50À la différence de Wagner, qui avait donné de Brahms l’image d’un éclectique protéiforme, Wolf en dressait ainsi un portrait néo-baroque, voire néo-classique. Il le rapprochait du sculpteur danois Bertel Thorwaldsen (1770-1884), dont l’idéal était de ressusciter la sculpture de l’antiquité gréco-romaine dans l’esprit de Johann Winckelmann49, évoquant « le drapé classique de la toge qui flotte autour du squelette fragile des idées dans ses symphonies » (11 avril 1886). Wolf ne parlait que de « classicisme », non de « néo-classicisme ». Si le terme est anachronique dans les années 1880, il n’est cependant pas hors de propos. Car c’est précisément au sujet de Brahms qu’il fera une vingtaine d’années plus tard sa première apparition dans l’historiographie musicale50, sous la plume d’un Vincent d’Indy soucieux de relativiser dans un esprit nationaliste l’influence allemande sur l’évolution de la musique du XIXe siècle.
L’écriture musicale, chez Saint-Saëns, est toujours très classique ; on rencontre parfois dans ses œuvres certaines juxtapositions de tonalités malaisément explicables ; mais il sait toujours donner à ces voisinages difficiles une solution correcte et élégante, qui n’a rien de commun avec les lourdes maladresses tonales si fréquentes dans les œuvres de Brahms et des néo-classiques allemands51.
51Dans un compte rendu de concert que Vincent d’Indy ne connaissait très probablement pas, Wolf avait établi exactement la même distinction entre le classicisme « naturel » de Saint-Saëns et la pose artificielle de Brahms :
Les choses se présentent avec le classicisme de Saint-Saëns de la même manière qu’avec celui de Brahms, à la différence qu’il constitue chez Saint-Saëns une conséquence naturelle de sa formation (il fut longtemps organiste), alors qu’il ne s’agit pour Brahms que de dissimuler son inaptitude créatrice. Je veux parler ici du masque händelien. Mais Saint-Saëns se comporte de manière si innocente dans son déguisement, tandis que Brahms, qui est au fond tout aussi anodin, s’y complaît avec tant de prétention52 !

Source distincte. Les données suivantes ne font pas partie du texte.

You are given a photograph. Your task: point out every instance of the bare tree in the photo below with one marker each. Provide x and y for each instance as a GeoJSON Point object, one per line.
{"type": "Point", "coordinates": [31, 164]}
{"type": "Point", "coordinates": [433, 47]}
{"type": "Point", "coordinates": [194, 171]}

52L’image d’un Brahms artificiellement figé dans une pose « classique » est devenue un lieu commun en France53, puis en Allemagne et dans le monde anglo-saxon. C’est finalement Schoenberg qui, à l’occasion du centenaire de la naissance du compositeur (1933), devait inviter à redéfinir la position historique de Brahms dans un texte radiophonique au titre programmatique : « Brahms le progressiste54 ». Le néo-classicisme avait assurément pris un autre visage dans les avant-gardes des années 1920. Et c’est non plus Brahms mais Stravinsky qui, sous la plume de Schoenberg, s’est vu paré des attributs désuets d’un autre âge. Le portrait qu’il dressa, dans une de ses Trois satires pour chœur mixte opus 28 (1925), du « petit Modernsky », affublé d’une perruque « tout à fait comme papa Bach », n’était pas sans ressemblance avec l’image que Wolf avait donnée de Brahms en compositeur de menuets.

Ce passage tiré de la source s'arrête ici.